Je jongle principalement sur les différentes échelles sur des phases d’étude ou de conception. En termes de conception, ce sont des choix assez simples à faire. La question du climat s’aborde généralement d’un point de vue national ou international, selon les analyses du GIEC (8) avec de gros modèles de calcul. 

Selon moi, ce qui est important lorsqu’on s’intéresse à la conception bioclimatique, c’est de comprendre qu’il y a plusieurs échelles de climat qui s’imbriquent les unes dans les autres, une pièce d’un bâtiment peut être un microclimat particulier.  

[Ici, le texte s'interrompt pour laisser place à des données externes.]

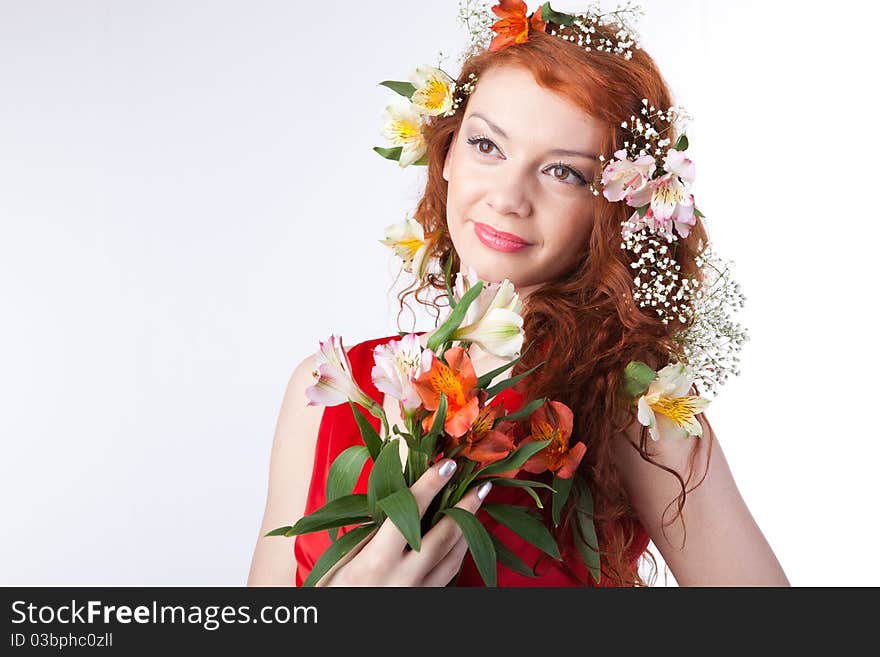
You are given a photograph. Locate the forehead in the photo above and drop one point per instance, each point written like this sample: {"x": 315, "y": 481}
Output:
{"x": 511, "y": 98}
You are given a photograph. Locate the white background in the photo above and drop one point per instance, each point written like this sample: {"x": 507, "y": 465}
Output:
{"x": 189, "y": 202}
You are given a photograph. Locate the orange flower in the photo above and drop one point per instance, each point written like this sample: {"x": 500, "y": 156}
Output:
{"x": 458, "y": 380}
{"x": 484, "y": 444}
{"x": 554, "y": 424}
{"x": 513, "y": 26}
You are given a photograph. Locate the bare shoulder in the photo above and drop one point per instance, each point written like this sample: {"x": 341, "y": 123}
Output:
{"x": 714, "y": 540}
{"x": 290, "y": 468}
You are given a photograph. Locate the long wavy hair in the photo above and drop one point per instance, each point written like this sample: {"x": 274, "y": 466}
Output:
{"x": 586, "y": 319}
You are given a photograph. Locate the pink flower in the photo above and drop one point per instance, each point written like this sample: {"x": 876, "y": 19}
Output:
{"x": 623, "y": 178}
{"x": 335, "y": 383}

En tant que designer et urbaniste, j’essaie de me dire à chaque fois, que je conçois des microclimats locaux à différentes échelles avec différents outils. Par exemple, lorsqu’on se place dans une pièce, l’intérêt est d’être “hors d’eau et hors d’air”, on va pouvoir contrôler le climat beaucoup plus finement que lorsqu’on se situe dans un environnement urbain contraint par une multitude de facteurs. À l'échelle urbaine, l’espace peut-être complètement ouvert aux brises et au vent, la marge de manœuvre est donc moindre. Ce qui m’importe c’est donc de travailler à plusieurs échelles et sur des microclimats caractérisés.

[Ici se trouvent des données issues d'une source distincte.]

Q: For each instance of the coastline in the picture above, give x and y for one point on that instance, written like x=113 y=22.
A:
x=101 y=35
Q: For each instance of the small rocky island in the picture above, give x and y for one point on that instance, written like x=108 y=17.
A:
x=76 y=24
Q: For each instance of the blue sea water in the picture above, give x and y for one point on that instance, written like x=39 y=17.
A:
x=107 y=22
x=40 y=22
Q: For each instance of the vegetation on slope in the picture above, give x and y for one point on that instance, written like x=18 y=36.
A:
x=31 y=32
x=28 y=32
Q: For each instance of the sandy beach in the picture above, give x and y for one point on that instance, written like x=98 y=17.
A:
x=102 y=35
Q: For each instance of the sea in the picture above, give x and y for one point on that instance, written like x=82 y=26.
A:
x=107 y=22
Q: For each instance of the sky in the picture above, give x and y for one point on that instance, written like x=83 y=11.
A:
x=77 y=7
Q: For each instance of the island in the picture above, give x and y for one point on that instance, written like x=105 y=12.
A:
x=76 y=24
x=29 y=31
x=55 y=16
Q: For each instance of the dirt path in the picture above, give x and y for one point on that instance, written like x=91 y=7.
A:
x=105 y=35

Tu travailles aussi avec des architectes à l'échelle du bâtiment ?

 

Je suis assez rarement consulté par des architectes. J’ai le sentiment que les éléments liés à la conception climatique sont vécus parfois comme des contraintes par les concepteurs et trop souvent je suis sollicité trop tard dans la conception du projet. Si le plan masse est déjà figé, les pièces et le plan du bâtiment déjà orienté, je ne peux pas faire grand chose, la contrainte est trop importante. Selon moi, il faudrait intervenir le plut tôt possible au commencement du projet, presque dans les phases de programmation. 

 

Je pense que je suis assez peu consulté par les architectes aussi par rapport à la notion d’honoraires. Si on commence à faire intervenir les bureaux d’études trop tôt dans les projets, alors, on rogne sur les honoraires aussi de l’architecte. Cela pose aussi une grande question sur l’argent qu’on consacre globalement à la conception. Par exemple, sur des questions d’études liées à l’analyse bioclimatique du projet, on pinaille sur 1000 ou 2000 euros alors que le projet vaut plusieurs millions d’euros. Ces détails de conception ne sont pas anodins et vont avoir des conséquences importantes sur la poursuite du projet, sa gestion, son coût global et environnemental. Personnellement, j’essaie de dépasser mon rôle de bureau d’études, je préfère m’engager à fond dans l’idée de conception. J’essaie d’utiliser des outils qui sont assez souples pour pouvoir revenir plusieurs fois sur l’étude. Lorsque je fais de l’ensoleillement, je peux modifier certains paramètres assez rapidement et dialoguer pendant la conception.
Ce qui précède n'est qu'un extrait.